Freedom House: “Nations in Transit” (June 2015)

  • The Freedom House classifies 29 countries, including Russia, as nations “in transit.”
  • According to Freedom House experts, the number of countries where democratic development has worsened over the last ten years has doubled. Of the 29 countries, only 13 have been identified as countries with democracy, 6 as transitional, and 10 as authoritarian.
  • Russia is defined as a “consolidated authoritarian regime.” Twenty years ago, this category included only three countries: Belarus, Turkmenistan, and Uzbekistan. Since 2000, the number of consolidated authoritarian regimes has more than doubled.
  • In 2014, Russia experienced its largest ratings decline in a decade.
  • According to the report, decisions made by the Russian president in 2014 can be attributed to a fear of losing power. The Kremlin stepped up measures to bolster public support, while diverting people’s attention from economic problems at home and preventing protests.
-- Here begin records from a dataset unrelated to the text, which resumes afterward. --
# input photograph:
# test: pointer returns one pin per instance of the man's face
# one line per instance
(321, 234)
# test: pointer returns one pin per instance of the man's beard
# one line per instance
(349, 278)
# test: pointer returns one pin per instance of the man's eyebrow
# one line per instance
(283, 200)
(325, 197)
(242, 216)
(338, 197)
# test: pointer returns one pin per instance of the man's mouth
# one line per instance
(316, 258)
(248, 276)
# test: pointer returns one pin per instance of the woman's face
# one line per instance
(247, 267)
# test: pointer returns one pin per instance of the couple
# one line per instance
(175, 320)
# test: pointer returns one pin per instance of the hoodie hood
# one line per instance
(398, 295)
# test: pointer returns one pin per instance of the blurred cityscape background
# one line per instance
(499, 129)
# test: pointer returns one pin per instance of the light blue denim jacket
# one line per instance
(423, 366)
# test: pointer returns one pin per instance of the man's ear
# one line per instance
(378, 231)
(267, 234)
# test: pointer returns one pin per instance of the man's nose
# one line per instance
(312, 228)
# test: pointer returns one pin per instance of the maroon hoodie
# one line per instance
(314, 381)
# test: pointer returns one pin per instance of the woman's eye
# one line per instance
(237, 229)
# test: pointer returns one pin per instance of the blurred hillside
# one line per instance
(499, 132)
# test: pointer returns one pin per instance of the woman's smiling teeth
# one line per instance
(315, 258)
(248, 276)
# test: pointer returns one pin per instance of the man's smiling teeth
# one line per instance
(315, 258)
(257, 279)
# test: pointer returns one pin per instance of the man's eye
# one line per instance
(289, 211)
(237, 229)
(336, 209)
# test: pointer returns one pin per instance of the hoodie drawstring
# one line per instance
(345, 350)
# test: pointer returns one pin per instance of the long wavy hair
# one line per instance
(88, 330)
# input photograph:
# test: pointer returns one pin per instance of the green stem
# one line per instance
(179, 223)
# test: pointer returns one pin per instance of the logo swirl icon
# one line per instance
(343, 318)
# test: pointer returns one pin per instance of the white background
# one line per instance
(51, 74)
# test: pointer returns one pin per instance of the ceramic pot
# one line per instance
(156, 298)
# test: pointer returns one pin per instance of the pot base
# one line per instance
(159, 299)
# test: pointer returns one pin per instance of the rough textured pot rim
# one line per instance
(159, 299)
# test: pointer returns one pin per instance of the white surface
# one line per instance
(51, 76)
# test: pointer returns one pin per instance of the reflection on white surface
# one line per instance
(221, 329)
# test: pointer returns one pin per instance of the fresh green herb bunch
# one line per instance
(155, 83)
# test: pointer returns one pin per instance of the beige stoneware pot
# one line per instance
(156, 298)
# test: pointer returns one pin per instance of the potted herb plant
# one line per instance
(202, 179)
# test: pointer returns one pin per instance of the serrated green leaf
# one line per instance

Center for European Policy Analysis: “The Coming Storm.” Baltic Sea Security Report (June 2015)

  • The report’s author is Edward Lucas, a well-known British journalist.
  • Today, the potential front line runs along the borders of the Baltic States (Estonia, Latvia, and Lithuania), Denmark, Finland, Iceland, Norway, Sweden, and Poland.
  • All nine countries are extremely concerned about actions taken by Russia, which is rapidly rearming, while its revisionist sentiments are becoming more pronounced.
  • One might think these countries are quite capable of defending themselves. Indeed, their combined GDP is $2.3 trillion (about a third more than Russia’s GDP of $1.7 trillion); however, these countries differ on a number of issues, including some strategic ones.
  • According to Lucas, only the United States can contribute to the improvement of the situation and the strengthening of security cooperation between these countries.
  • “The central message of this report is that if the region’s security is not improved, NATO, the world’s most successful military alliance, could be revealed as powerless, perhaps without even a shot being fired. America’s role as the ultimate guarantor of European security would be over in a matter of hours.”
  • According to the report, these countries should:
    • Better coordinate the Nordic countries, the Baltic States, and Poland against Russian espionage, corruption, and organized crime;
    • Counter Russian propaganda and disinformation;
    • Intensify cooperation between the countries listed above and NATO Cyber Security Centre (Tallinn, Estonia);
    • Establish a common approach to missile defense, “military procurement, interoperability, planning, training, exercises, information-sharing, crisis management, [and] disaster-preparedness”;
    • Enhance security cooperation with the U.S.


The Finnish Institute of International Affairs: “Russia’s Hybrid War in Ukraine” (June 16, 2015)

  • Russia used “hybrid war” tactics against Ukraine to weaken and suppress the country without large-scale military operations.
  • Taking into account the Ukrainian experience, a hybrid war can be said to have three phases:
    • preparatory phase: mapping out the strategic, political, economic, social, and infrastructural weaknesses and vulnerabilities of the target country, and creating the necessary means for capitalizing on them. According to the author, during the preparatory phase, Russia used a “traditional toolbox” consisting of its foreign policy and security services.
    • attack phase: launching a full-scale hybrid offensive, using violence. This is exactly what was done in Crimea and eastern Ukraine, the report says.
    • stabilization phase: the attacking country tries to “further strengthen and legitimize its rule.”
  • Ukraine has become a near-ideal target for using tactics of hybrid warfare; however, one should keep in mind that the results in Crimea and eastern Ukraine were very different.
  • The author concludes that the number of countries where Russia would be able to effectively use the same tactics is rather limited.